Sometimes, the inclusion and exclusion options do not provide sufficient flexibility to select just the items we intend. For such cases, cfengine provides filters which can be used to build complex file and process selection expressions. A filter is a description of items that we would like to include. Filters are declared in separate stanzas in their own section of the cfagent.conf configuration and are attached to any number of rules, as attributes, using their identifier.

Each filter is parameterized by a number of matching criteria. Each filter has a result which is expressed as the logical combination of a number of criteria.

1.4.1 File Filter Parameters

The following components can be used to construct file filters:


Next: , Previous: File Filters, Up: File Filters

1.4.2 Example file filter - by magic number

     filters:
         { badgif        # Look for executables disguised as GIF
             NameRegex:  ".*gif"
             ExecRegex: "/bin/file (.*ELF.*)"
             Result: "ExecRegex.NameRegex"
         }


Next: , Previous: Example file filter by magic number, Up: File Filters

1.4.3 Example file filter by link destination

         { histnull      # Check if users set history to dev/null
             NameRegex:   ".*history"
             IsSymLinkTo: "/dev/null"
             Result: "IsSymLinkTo.NameRegex"
             DefineClasses: "history"
         }


Next: , Previous: Example file filter by link dest, Up: File Filters

1.4.4 Example file filter combined parameters

         { old_or_big    # Find .dat files that are old or big
            FromMtime: "date(2001,1,1,0,0,0)"
            ToMtime: "tminus(0,0,1,0,0,0)"
            FromSize: "5m"
            ToSize: "inf"
            NameRegex: "dat\$"
            Return: "NameRegex.(Mtime|Size)"
         }

In the final filter, Size is shorthand for (FromSize.ToSize), and similar abbreviations can be used for other numerical and time-period based items (e.g., Mtime in the same filter).


Next: , Previous: Example file filter combined, Up: File Filters

1.4.5 Example file filter - setuid

     filters:
       { setuid
         Owner: "root"
         Mode: "+6000"
         Result: "Owner.Mode"
       }

     files:
         /home recurse=inf filter=setuid mode=-6002
           action=fixplain inform=on syslog=on


Next: , Previous: Example file filter setuid, Up: File Filters

1.4.6 Example file filter - custom scanner

Another filter example shows how you might use a custom program or script to scan files, e.g. for testing for viruses or harmful content.

     filters:

     { virus

     Type: "reg"
     ExecRegex: "$(Grep) 'Content-.*EXE.*'  $(this) (.*)" # Look for EXE attacments
     Result:    "Type.ExecRegex"
     DefineClasses: "virus"
     }

     ###########################################################################

     files:

     /imap-dir r=inf filter=virus action=alert
     /var/mail r=inf filter=virus action=alert

     ###########################################################################

     shellcommands:

     virus::

      "/bin/echo Virus Alert on files"


Next: , Previous: Example file filter custom scan, Up: File Filters

1.4.7 Example file filter - tidy junk

     # cf.users

     control:

         # backup exclusions

         excludecopy = ( *.EXE *.avi *.ZIP *.AVI *.MP3
                         *.mp3 *.o *.dvi *.rar  )

         backupdirs = ( bkupAH:bkupIN:bkupOZ )

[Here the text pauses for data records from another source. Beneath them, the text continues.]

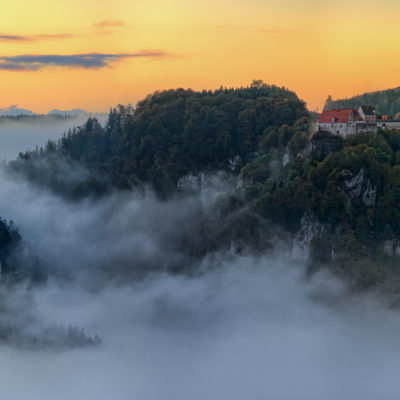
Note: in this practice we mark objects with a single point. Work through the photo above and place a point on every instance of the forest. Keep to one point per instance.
(288, 180)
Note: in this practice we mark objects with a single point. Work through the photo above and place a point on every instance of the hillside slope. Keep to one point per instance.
(387, 102)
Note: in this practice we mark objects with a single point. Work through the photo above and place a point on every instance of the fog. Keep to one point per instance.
(233, 326)
(25, 133)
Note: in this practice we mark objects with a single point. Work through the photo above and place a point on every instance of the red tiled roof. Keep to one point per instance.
(338, 116)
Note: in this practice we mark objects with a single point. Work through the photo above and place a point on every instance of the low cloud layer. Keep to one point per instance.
(34, 38)
(233, 327)
(23, 134)
(110, 24)
(31, 62)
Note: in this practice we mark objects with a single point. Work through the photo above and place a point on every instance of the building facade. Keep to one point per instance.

         SensibleCount = ( 20 )

     filters:

         { history  # Shell history = /dev/null
           NameRegex:     ".*history"
           IsSymLinkTo:   "/dev/null"
           Result:        "IsSymLinkTo.NameRegex"
           DefineClasses: "historyalert"
         }

         { setuid  # SetUID/SetGID
           Owner:   "root"
           Group:   "0"
           Mode:    "+6000"
           Result:  "(Owner|Group).Mode"
         }

     tidy:

       emergency|labs::  # emergency class used for ad-hoc runs
         /home include=.rhosts age=0 inform=on
         /home include=core r=inf age=1
         /home include=a.out r=inf age=1
         /home include=*.o r=inf age=7

         /home/.netscape/cache include=*
           recurse=inf age=3 type=atime

     # Make sure backup disks don't get full
        backupserver.Hr17.OnTheHour::
          /${backupdirs} include=* recurse=inf age=14


Next: , Previous: Example file filter tidy junk, Up: File Filters

1.4.8 Example file filter - compress files

Example compressing all pdf files in sub-directories of /mydirectory.

     control:

      actionsequence = ( files )

      CompressCommand = (/usr/bin/gzip )

     filters:

         { pdf_files

         NameRegex:     ".*.pdf|.*.fdf"
         Result:        "NameRegex"
         }

     files:

       /mydirectory

         filter=pdf_files
         r=inf
         action=compress


Previous: Example file filter compress, Up: File Filters

1.4.9 Example file filter - find files changed

This example shows how to generate a list of the files that cfengine identifies, by promising an unrealistic condition which you know will not by satisfied by any file you are looking for (removing all permissions from the file).

     control:

      actionsequence = ( files )

     filters:

         { new_files

         # Files changed in the last 3 hr 30 mins
         FromMtime: "tminus(0,0,0,3,30,0)"
         ToMtime:   "inf"
         Result:    "Mtime"
         }

     files:

       /home/user

         mode=0           # trick to generate a warning
         filter=new_files
         r=inf
         action=warnall



Previous: File Filters, Up: Searching for files

1.5 Patterns self-test questions

  1. How do I add a filter to a file search?
  2. How do I specify what the filter is looking for?
  3. How can I see/test what files cfengine identifies?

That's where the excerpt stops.